気づかないうちに罹っているかも…性感染症について理解しましょう


性感染症はカップルの問題性感染症は、自覚症状が余りないので、放置されているケースも良くありますが、自分自身の健康にとって、またパートナーの健康にとって、また生まれてくる赤ちゃんにとって、大変深刻なリスクを及ぼす事をご存じでしょうか? 今回は、性感染症について改めてお話をします。

性感染症とは?

一般的に異性あるいは同性間の性交、性交類似行為によって感染する病気をまとめて性感染症と分類されます。よく耳にする梅毒、淋病といった性病も性感染症に含まれます。
一般的に性器に病変をおこすものと性器を病原体の侵入・感染経路とするものに大きく分類され、その他の臓器に病気をもたらすこともあります。
性感染症は生殖機能に悪影響をもたらし、不妊症の原因になることもありますし、妊娠した場合には、垂直感染といって母から子へと病気をうつしてしまう場合もあります。
このように、本人だけではなく、子供にまで影響を与える非常にリスクの大きな病気です。

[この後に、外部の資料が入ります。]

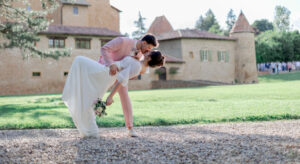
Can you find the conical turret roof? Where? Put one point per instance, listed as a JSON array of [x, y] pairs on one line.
[[241, 25], [160, 25]]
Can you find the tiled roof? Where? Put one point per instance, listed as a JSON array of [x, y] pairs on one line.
[[75, 2], [241, 25], [74, 30], [160, 25], [171, 59], [191, 33]]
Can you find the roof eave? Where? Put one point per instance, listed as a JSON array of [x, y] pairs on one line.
[[174, 38]]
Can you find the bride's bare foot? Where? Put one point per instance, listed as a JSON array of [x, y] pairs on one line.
[[131, 132]]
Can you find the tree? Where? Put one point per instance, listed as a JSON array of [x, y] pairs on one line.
[[205, 23], [262, 25], [282, 18], [140, 25], [231, 18], [19, 27]]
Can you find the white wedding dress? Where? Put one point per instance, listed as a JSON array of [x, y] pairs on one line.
[[88, 80]]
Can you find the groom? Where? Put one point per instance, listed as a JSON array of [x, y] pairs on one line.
[[116, 50]]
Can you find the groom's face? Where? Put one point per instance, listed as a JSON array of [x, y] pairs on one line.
[[146, 47]]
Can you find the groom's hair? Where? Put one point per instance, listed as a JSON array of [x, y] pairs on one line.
[[150, 39]]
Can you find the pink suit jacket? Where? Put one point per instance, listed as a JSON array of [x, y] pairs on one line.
[[116, 50]]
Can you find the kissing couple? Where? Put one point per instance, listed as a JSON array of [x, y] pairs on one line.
[[121, 60]]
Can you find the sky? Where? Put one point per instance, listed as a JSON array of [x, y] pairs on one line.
[[183, 14]]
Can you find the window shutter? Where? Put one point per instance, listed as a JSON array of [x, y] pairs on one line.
[[201, 55], [209, 56], [226, 57], [219, 56]]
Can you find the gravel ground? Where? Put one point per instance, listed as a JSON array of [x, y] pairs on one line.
[[250, 142]]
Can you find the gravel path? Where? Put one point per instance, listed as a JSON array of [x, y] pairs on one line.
[[251, 142]]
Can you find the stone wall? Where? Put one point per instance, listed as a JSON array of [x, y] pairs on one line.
[[245, 59], [17, 73]]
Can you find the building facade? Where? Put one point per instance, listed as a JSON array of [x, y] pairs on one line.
[[82, 26], [209, 57], [191, 55]]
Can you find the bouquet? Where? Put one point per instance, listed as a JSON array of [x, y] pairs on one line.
[[99, 107]]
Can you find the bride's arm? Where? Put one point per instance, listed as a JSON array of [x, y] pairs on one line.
[[109, 99]]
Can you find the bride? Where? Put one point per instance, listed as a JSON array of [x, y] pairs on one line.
[[88, 80]]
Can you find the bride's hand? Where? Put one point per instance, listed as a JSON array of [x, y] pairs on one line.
[[113, 69], [109, 101]]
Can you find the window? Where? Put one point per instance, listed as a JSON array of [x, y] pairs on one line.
[[191, 54], [56, 42], [36, 74], [28, 8], [75, 10], [83, 43], [104, 41], [205, 55], [223, 56]]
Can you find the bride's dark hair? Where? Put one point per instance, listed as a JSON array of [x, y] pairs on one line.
[[157, 59]]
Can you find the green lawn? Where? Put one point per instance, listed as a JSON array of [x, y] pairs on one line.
[[275, 97]]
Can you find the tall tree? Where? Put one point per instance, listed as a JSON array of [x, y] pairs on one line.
[[282, 18], [140, 25], [231, 18], [262, 25], [19, 27], [205, 23]]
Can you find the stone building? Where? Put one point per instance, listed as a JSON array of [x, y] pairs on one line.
[[208, 58], [84, 26], [193, 57]]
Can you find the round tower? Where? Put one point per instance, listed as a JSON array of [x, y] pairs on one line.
[[245, 55]]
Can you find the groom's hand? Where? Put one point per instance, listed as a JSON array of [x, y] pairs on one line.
[[109, 101], [113, 69]]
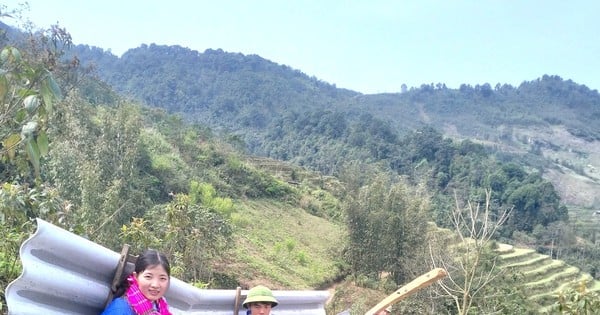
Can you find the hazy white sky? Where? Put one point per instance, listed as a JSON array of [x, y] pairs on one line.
[[370, 46]]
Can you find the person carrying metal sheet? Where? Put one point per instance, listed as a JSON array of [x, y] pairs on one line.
[[142, 291]]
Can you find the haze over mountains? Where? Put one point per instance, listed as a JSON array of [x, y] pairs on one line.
[[549, 123]]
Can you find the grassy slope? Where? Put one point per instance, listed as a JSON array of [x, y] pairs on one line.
[[283, 247], [544, 277]]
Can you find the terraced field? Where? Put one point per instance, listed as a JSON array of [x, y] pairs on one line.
[[543, 276]]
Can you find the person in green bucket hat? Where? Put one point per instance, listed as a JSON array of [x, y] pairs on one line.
[[260, 300]]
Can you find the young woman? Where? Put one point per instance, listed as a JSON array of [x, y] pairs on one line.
[[142, 291], [259, 301]]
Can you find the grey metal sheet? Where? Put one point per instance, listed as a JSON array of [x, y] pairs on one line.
[[66, 274]]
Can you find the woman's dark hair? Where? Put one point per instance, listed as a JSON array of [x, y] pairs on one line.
[[145, 260]]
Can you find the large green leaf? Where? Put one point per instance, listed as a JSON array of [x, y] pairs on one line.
[[50, 92], [34, 155], [10, 143], [42, 142]]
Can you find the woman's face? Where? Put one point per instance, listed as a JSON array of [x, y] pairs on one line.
[[260, 308], [153, 282]]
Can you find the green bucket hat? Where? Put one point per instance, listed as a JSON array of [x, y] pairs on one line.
[[262, 294]]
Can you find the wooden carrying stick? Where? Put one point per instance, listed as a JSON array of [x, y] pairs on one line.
[[417, 284]]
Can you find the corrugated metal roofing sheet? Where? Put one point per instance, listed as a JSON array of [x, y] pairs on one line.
[[66, 274]]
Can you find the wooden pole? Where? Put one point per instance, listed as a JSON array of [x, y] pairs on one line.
[[408, 289]]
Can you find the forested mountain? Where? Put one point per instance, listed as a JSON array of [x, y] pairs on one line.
[[549, 124], [244, 170]]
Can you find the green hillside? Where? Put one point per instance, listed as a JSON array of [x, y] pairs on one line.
[[543, 277], [244, 171]]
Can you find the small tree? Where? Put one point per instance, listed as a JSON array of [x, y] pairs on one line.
[[471, 263]]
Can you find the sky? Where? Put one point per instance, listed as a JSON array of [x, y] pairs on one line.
[[369, 46]]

恐ろしいのは、一人では感染しませんので、性行為と共に、倍々ゲームの用に感染者を増やしていく可能性があることです。

性感染症の代表例

性感染症の中で、全身の臓器に影響を与える病原菌の代表がHIV(ヒト免疫不全ウイルス)で、HIVに感染すると、全身の免疫機能が低下しエイズになります。健常者にとっては全く害がない細菌やウイルスによっても、エイズを発症してしまうと様々な感染症を引き起こしてしまいます。例えば、風邪や肺炎といった弱い病原菌でもエイズ患者にとっては致命的なのです。

また、よく耳にする機会があるクラミジアや淋菌もリスクの大きな病原菌で、一般的には、喉に感染し風邪の症状を起こし、そのまま放っておくと難治性の角結膜炎へ進行する場合もあります。クラミジア感染症は、不妊症や子宮外妊娠の原因ともなります。性行為後に風邪の症状が出てきた場合は、早めに病院を受診した方がいいでしょう。

性感染症の予防

この性交、性交類似行為によって感染する性感染症の予防の第一は、正しい知識を持つことです。というのは、この知識修得という点で、日本の保健教育が、充分機能していない(性器クラミジア感染症を正確に知っている高校生は15%以下…です)のに対し、高校卒業時の4割以上が性体験をしているというように、性の低年齢化傾向が顕著になっているからです。
つまり、性行為の危険性は知らないが、性行為を行う…という人が増えているというのが日本の現状です。
性感染症は、一部の人だけの問題ではなく、社会的な問題となりつつあります。(女性の500人に1人は、クラミジア感染者、クラミジア感染症感染者の46%は10代、性感染症の患者に10人に一人は複数の性感染症に同時罹患…等)

具体的な予防法のなかで最も効果的なのは、以前の記事でも言及しましたが、コンドームを使用することです。コンドームは、望まない妊娠を予防する為だけではなく、性感染症の予防に効果があることは、皆知っているはずなのですが、実際には使わない人もかなりいるようです。またコンドームは万能ではありません。オーラルセックスなど、いわゆる性交類似行為による感染には有効ではありません。
つまり、知識と常識がなければ、自分でも認識なく、性感染症に罹ってしまうという事がありえるのです。今からでも遅くないので、性感染症について知識を得て、パートナーとよくよく話し合ってみましょう。

性感染症と聞くと、女性はある程度ビビッドに反応するのですが、男性は鈍感な場合が多いのは、不思議な事です。当然の事ながら、男女同様に性感染症にかかる、もしくはかかっている可能性があります。鈍感なパートナーには、よく説明をし、理解してもらった上で、リスクをなくすために、診断を受ける等のアクションを起こしましょう。